Validating the Design Before the Season
After building a schedule, validate_design() checks
whether the proposed sampling intensity is sufficient to meet a target
coefficient of variation (CV) — catching under-sampling problems before
the season starts rather than discovering them in the post-season
analysis. It uses the same pilot mean and variance inputs as
creel_n_effort() and compares the proposed day counts
against the minimum required sample size per stratum.
report <- validate_design(
N_h = c(weekday = 132, weekend = 52),
ybar_h = c(weekday = 280, weekend = 550),
s2_h = c(weekday = 14400, weekend = 32400),
n_proposed = c(weekday = 40L, weekend = 26L),
cv_target = 0.15
)
report
#>
#> ── Design Validation Report ────────────────────────────────────────────────────
#> Type: effort
#> ✔ All strata PASSED
#>
#> ✔ weekday: n=40 >= 6 required (CV 0.006 vs target 0.15)
#> ✔ weekend: n=26 >= 2 required (CV 0.009 vs target 0.15)report$results shows the per-stratum status (pass / warn
/ fail), the proposed sample size, the required sample size, and the
achieved CV at the proposed intensity. report$passed is
TRUE only when all strata pass — use this as a go/no-go
gate before printing field schedules.
report$results
#> # A tibble: 2 × 7
#> stratum status n_proposed n_required cv_actual cv_target message
#> <chr> <chr> <int> <int> <dbl> <dbl> <chr>
#> 1 weekday pass 40 6 0.0059 0.15 Proposed n meets or …

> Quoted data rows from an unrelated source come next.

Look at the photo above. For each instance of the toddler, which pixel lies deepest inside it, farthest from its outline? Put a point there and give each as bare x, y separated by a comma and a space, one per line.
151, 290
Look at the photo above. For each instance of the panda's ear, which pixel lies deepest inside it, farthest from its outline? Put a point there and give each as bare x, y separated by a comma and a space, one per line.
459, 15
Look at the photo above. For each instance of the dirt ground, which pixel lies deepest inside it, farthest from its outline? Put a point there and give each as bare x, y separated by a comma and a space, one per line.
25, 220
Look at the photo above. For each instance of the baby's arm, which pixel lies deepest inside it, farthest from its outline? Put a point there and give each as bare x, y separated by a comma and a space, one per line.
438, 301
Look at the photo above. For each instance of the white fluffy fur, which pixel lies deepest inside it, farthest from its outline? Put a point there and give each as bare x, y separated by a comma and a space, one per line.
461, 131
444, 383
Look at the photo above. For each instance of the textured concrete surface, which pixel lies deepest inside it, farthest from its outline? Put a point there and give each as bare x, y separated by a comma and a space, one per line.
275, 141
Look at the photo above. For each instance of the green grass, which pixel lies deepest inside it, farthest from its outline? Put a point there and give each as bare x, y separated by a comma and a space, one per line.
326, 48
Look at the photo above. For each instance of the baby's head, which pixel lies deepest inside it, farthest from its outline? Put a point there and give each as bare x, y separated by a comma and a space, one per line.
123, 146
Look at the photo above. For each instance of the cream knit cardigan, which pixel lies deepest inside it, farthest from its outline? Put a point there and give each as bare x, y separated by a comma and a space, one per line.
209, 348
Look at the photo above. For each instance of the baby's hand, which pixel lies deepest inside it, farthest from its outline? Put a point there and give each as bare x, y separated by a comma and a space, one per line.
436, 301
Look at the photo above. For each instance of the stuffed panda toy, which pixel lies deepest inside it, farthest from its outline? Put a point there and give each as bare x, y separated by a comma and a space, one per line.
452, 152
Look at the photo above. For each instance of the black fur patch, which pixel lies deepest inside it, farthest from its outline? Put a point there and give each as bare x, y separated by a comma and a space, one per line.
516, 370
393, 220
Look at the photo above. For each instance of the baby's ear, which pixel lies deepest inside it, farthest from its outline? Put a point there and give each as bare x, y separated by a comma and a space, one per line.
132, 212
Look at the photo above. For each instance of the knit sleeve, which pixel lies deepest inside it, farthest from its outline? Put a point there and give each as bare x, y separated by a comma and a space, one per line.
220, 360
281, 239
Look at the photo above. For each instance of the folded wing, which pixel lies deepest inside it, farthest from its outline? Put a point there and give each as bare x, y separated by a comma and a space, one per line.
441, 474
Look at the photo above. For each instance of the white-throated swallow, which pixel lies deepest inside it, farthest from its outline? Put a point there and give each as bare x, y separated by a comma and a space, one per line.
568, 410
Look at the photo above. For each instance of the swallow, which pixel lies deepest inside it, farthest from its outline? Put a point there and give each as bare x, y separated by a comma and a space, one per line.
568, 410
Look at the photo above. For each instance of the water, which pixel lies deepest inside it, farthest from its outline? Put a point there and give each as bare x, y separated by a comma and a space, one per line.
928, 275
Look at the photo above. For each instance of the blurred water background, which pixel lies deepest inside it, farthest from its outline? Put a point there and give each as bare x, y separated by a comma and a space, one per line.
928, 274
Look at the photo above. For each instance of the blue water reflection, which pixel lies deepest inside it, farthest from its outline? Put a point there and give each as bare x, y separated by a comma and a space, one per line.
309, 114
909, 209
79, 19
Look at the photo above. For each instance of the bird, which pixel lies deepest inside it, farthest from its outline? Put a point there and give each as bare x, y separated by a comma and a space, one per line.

#> 2 weekend pass 26 2 0.0089 0.15 Proposed n meets or …Checking Data Completeness After the Season
check_completeness() runs post-season on a
creel_design with survey data attached, flagging missing
sampling days and strata with too few interviews to produce reliable
estimates. It is the first diagnostic step before running estimators —
resolving completeness issues early avoids propagating gaps into effort
or CPUE estimates.
data(example_calendar)
data(example_counts)
data(example_interviews)
design <- creel_design(example_calendar, date = date, strata = day_type)
design <- add_counts(design, example_counts)
#> Warning in svydesign.default(ids = psu_formula, strata = strata_formula, : No
#> weights or probabilities supplied, assuming equal probability
design <- add_interviews(design, example_interviews,
catch = catch_total,
effort = hours_fished,
trip_status = trip_status
)
comp <- check_completeness(design)
comp
#>
#> ── Completeness Report ─────────────────────────────────────────────────────────
#> Survey type: instantaneous | n_min threshold: 10
#> ✖ Completeness issues found
#>
#>
#> ── Missing Days ──
#>
#> ✔ No missing sampling days
#>
#> ── Low-n Strata (threshold: 10) ──
#>
#> ! 1 stratum/strata below n_min=10
#>
#> ── Refusal Rates ──
#>
#> (not recorded or not applicable)comp$passed returns TRUE if no issues were
found. When FALSE, comp$missing_days
identifies dates that appear in the schedule but have no count data, and
comp$low_n_strata identifies strata where the interview
count is below the minimum threshold (n_min, default
10).
Assembling the Season Summary
season_summary() accepts a named list of
creel_estimates objects — the outputs of
estimate_effort(), estimate_catch_rate(), and
related functions — and joins them into a single wide tibble for
reporting or export. It performs no re-estimation; it is purely an
assembly step that makes it easy to view all key metrics side by
side.
# Run estimators first (see the tidycreel workflow vignette)
effort <- estimate_effort(design)
cpue <- estimate_catch_rate(design)
# Assemble the season summary
summary_tbl <- season_summary(list(effort = effort, cpue = cpue))
summary_tbl$tableThe full estimation workflow — building the design, attaching counts
and interviews, and running the estimators — is covered in the main
tidycreel vignette. season_summary() is the final step that
wraps pre-computed results for export or reporting.
write_schedule(summary_tbl$table, "season_2024_summary.xlsx")write_schedule() accepts any data frame or tibble, so
the season summary table exports to CSV or xlsx with a single call.
References
Hoenig, J. M., Robson, D. S., Jones, C. M., and Pollock, K. H. (1993). Scheduling counts in the instantaneous and progressive count methods for estimating sportfishing effort. North American Journal of Fisheries Management, 13, 723–736.
Pollock, K. H., Jones, C. M., and Brown, T. L. (1994). Angler Survey Methods and Their Applications in Fisheries Management. American Fisheries Society, Bethesda, MD.